NAATCO's "Awake and Sing!" Photo credit: William P. Steele
NAATCO's "Awake and Sing!" Photo credit: William P. Steele

What do you think about that complaint -- that your cast is not ethnically homogenous, and therefore are hard to accept as members of the same family?

Well, in the 21st century, it’s very conceivable to me that these people are part of the same family, despite the fact that we look like we’re from different cultures – that’s just what the world looks like now. In my family, one of my maternal aunts married a white man, a German-American, and their daughter looked like a little Japanese doll. She grew up in Kentucky, so she had a Southern accent and her brother looked Aryan, and they were brother and sister. And that was thirty years ago! I’m like, whoa, man, you’re behind, in terms of what happens on stage. I did Scenes from a Marriage, and I went up at closing night and said to Ivo Van Hove, “Thank you so much for casting me, because I’m playing the mother of a woman who’s the daughter of a white woman and an African-American man.” And he kind of looked at me funny, like, “What’s the big deal?" And I thought, “Oh, of course you don’t think it’s a big deal; you’re from Amsterdam!” And it’s so embarrassing that here it’s such a problem.

I can imagine how some people would say that they thought the production was good – i.e., as convincing, as if white people were playing Jewish Americans – and therefore ignore your social message while appreciating your artistry, though in reality they go hand in hand. What do you think of that kind of reaction?

I think, hopefully, the experience plants a seed in the audience, even in skeptics. If there’s a circumstance in the future where such a person is confronted with a situation where they have an expectation of how somebody might sound or behave based on what they look like, hopefully they will think back on their experience of the play before they leap to judgment. The really idealistic hope is that we’ll stop the tactic of profiling, and, more bluntly, prejudice and stereotypes.

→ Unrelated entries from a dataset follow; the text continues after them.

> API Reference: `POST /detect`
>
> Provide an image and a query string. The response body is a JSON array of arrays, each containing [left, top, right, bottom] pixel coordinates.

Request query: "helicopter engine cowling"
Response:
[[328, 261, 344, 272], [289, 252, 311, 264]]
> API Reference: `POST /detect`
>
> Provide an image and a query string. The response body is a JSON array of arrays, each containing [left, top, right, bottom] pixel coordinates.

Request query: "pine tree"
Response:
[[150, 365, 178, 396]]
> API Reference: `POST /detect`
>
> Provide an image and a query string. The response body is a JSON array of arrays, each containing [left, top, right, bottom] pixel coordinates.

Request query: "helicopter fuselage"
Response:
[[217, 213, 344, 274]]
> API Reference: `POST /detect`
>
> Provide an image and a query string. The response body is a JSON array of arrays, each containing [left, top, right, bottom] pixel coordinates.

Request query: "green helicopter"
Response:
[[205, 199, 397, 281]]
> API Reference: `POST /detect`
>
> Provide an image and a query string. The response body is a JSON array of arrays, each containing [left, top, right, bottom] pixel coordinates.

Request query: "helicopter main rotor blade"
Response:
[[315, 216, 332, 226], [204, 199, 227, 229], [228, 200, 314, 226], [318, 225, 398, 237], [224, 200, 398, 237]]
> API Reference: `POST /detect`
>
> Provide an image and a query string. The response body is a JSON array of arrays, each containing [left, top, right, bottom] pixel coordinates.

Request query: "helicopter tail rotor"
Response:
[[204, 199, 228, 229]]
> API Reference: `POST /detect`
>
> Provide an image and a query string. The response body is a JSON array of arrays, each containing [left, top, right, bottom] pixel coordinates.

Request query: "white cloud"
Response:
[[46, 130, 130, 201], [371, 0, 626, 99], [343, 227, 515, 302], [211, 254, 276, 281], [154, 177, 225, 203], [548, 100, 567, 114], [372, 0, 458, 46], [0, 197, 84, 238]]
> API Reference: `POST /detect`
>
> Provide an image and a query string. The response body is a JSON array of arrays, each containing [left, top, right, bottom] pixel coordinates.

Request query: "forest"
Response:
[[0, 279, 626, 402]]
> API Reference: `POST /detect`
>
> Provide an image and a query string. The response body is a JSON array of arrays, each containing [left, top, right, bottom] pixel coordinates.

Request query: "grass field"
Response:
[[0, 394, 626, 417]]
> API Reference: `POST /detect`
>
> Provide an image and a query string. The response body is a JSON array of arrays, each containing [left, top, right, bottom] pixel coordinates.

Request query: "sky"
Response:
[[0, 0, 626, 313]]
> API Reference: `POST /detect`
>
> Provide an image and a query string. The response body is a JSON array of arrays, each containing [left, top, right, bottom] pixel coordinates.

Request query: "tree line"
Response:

I know you were committed to get the play’s details exactly right for artistic reasons, but were you also reluctant to change any details in the play because of the cultural points you’re making? If you had, say, moved the Berger family to Flushing, people might have said that what made it believable was the change of location. Did you keep everything the same to prove you could do the exact play, with no edits or additions, and be fully convincing?

Yes, I think so. I always say – re-set it however you want to re-set it, as long as it makes sense and you can explain your choice, but try not to set a production that’s not originally in Chinatown there or in some other Asian cultural context, because, though that’s legitimate, that’s also the usual way that people will accept our doing the canon.

It would have been too…acceptable.

Yeah, that’s been done, successfully and interestingly, but it’s not what we do.

It as a great moment when you had James Saito, who plays Uncle Myron, use the slur, “Japs”, which was in the original play. He sold it – I think an impressed mutter ran through the audience, because you left that epithet in, and you didn’t cut it from the play despite the fact that an Asian-American actor had to say that word.

It’s interesting that, right after World War II, there were a lot of similar sentiments, instances of cognitive dissonance from the Filipinos, who had been occupied by the Japanese. If you’re Filipino, and you lived under Japanese occupation in that time period, you have lived through experiences that were probably culturally challenging for you, and we relish those challenges, we think they’re rich with questions we should all think about.

I do think NAATCO approaches those challenges with a lot of integrity – you put on an intellectually formidable production, and I hope your message gets through.

Thank you. It’s a lifelong struggle.

Awake and Sing! plays at the Public through August 8.